Sunday, September 28, 2014

Odometry

I wanted my robot to be able to do dead reckoning, so I needed wheel encoders. There are some encoders on the market that can work with the Dagu yellow motors, as in the Magician chassis, or with the Solarbotics gear motors. And Pololu makes an encoder for their micro metal gear motors that detects wheel motion and direction by detecting white reflective tabs built-in to the wheels.

But I had already decided to use continuous rotation servos, which don't have a second shaft on the non-drive side to mount an encoder disk. Instead, I decided to mount a paper ring of encoder stripes on the inside of a Solarbotics servo wheel. I needed some way to detect the changes between black and white as the wheel rotated.

I found a set of components from Optek on mouser.com that seemed promising. They were a combination of an LED and a phototransistor, packaged together in a trapezoidal case with a screw hole.



I first tried the Optek OPB742WZ, which costs about $3.50 from Mouser. It comes with four 24" leads and has an IR LED with small apertures for the LED and the phototransistor. I hoped this would make for a smaller illuminated spot that would allow more stripes on the encoder disk. In the end I was able to use a 30-stripe disk with no problems. I'd prefer more stripes, but had trouble getting a 50-stripe disk to work reliably.
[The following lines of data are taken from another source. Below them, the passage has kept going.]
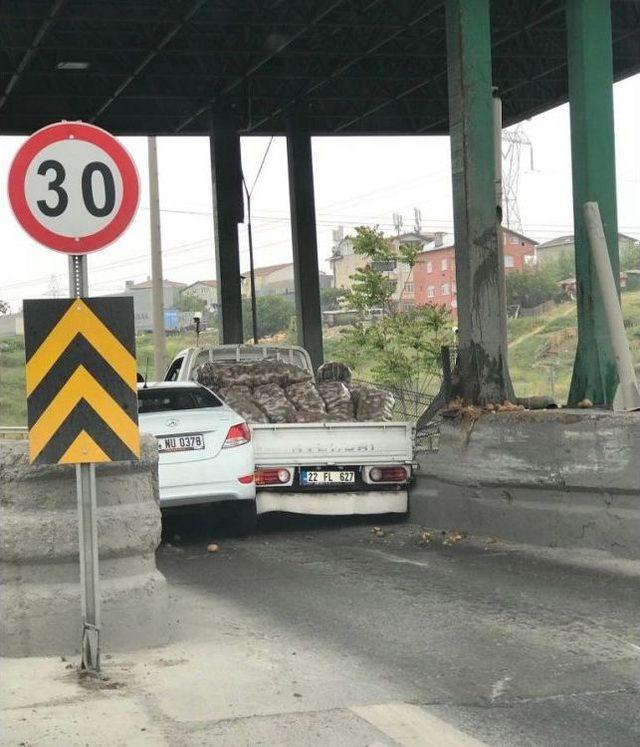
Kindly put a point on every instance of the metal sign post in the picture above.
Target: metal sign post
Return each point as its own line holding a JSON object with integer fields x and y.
{"x": 74, "y": 188}
{"x": 87, "y": 519}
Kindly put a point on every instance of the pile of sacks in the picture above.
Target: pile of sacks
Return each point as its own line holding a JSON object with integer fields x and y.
{"x": 278, "y": 392}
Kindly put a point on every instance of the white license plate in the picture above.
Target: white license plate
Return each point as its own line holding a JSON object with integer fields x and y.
{"x": 317, "y": 477}
{"x": 188, "y": 442}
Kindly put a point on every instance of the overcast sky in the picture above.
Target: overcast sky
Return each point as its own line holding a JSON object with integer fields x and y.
{"x": 357, "y": 180}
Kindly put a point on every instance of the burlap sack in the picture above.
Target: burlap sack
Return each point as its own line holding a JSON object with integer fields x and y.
{"x": 239, "y": 399}
{"x": 272, "y": 400}
{"x": 304, "y": 396}
{"x": 372, "y": 403}
{"x": 337, "y": 399}
{"x": 333, "y": 371}
{"x": 292, "y": 374}
{"x": 213, "y": 375}
{"x": 310, "y": 416}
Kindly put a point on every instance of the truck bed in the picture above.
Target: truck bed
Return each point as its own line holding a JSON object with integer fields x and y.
{"x": 315, "y": 444}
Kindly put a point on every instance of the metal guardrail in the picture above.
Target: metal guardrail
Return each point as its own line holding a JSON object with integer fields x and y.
{"x": 414, "y": 405}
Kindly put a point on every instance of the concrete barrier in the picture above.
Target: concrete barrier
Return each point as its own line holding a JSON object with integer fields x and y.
{"x": 39, "y": 570}
{"x": 556, "y": 478}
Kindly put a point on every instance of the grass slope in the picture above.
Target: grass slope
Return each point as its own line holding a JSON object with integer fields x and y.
{"x": 537, "y": 347}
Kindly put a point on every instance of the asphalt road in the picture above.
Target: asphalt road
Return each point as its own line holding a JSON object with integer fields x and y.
{"x": 306, "y": 624}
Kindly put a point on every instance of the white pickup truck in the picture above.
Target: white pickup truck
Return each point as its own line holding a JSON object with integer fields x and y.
{"x": 318, "y": 468}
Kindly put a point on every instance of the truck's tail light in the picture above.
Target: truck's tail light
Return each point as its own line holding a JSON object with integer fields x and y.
{"x": 388, "y": 474}
{"x": 275, "y": 476}
{"x": 238, "y": 435}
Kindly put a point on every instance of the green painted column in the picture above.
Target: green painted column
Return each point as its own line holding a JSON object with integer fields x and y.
{"x": 594, "y": 178}
{"x": 306, "y": 278}
{"x": 482, "y": 374}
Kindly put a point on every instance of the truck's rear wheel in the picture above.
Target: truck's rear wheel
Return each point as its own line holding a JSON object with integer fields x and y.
{"x": 245, "y": 517}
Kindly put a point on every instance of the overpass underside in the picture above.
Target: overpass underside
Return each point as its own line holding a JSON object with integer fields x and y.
{"x": 342, "y": 68}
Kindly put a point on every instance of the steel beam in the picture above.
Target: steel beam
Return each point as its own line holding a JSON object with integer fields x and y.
{"x": 228, "y": 211}
{"x": 56, "y": 9}
{"x": 305, "y": 244}
{"x": 594, "y": 180}
{"x": 482, "y": 374}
To print the encoder disks I used Nick Ames Postscript wheel encoder generator, http://www.fetchmodus.org/projects/encoder/. To fit the Solarbotics wheels I used an outer diameter of 56mm and an inner diameter of 36mm. The encoder disk and wheel (not to scale):

The phototransistor on the OPB742WZ has analog output. I read it using an analog input pin on the Arduino. Using a 100 Ohm resistor for the LED side and a 10 KOhm pull-down resistor on the phototransistor side, I can read analog input values ranging from about 30 (black) to about 230 (white). This corresponds to about .1V to 1.25V output from the phototransistor. After you screw in the OPB742WZ, you can adjust the distance to the wheel to get the largest analog value for white.

It would be easier if I had added a Schmidt trigger so I could use a digital input to trigger interrupts, but being a software engineer I decided to emulate a trigger in software. In order to read the phototransistor as often as possible, I wrote an Arduino library to put the ADC chip into continuous reading mode, with an interrupt when the next reading is available. The library allows setting a scan order of analog pins and continuously asks the ADC to read a new pin as soon as a value is ready. A callback function then checks to see whether we have another transition from white to black or vice versa.

In order to make the trigger self-calibrating, another class keeps track of the minimum and maximum analog values that have been read. When the value goes three-quarters of the way from low to high or vice versa, another tick is recorded.

Results

The wheel encoders work very well. Using them I can update the robot's pose with pleasing accuracy. The robot can use the ticks recorded from the left and right wheels to update both its assumed heading and (x,y) position. I have been able to follow waypoints several meters apart around a course and end up within a few inches of the desired endpoint.

Other Alternatives

There are other Optek devices which use red LEDs instead of IR. I have bought a couple and will try them out to see if they work as well. The advantage of red LEDs is that students would get feedback when they connected the LED even before reading the analog phototransistor output. My initial results with one other Optek component having a red LED is that the voltage difference between white and black is not as large, but seems adequate. I'll write more results later as I have a chance to evaluate the other components more thoroughly.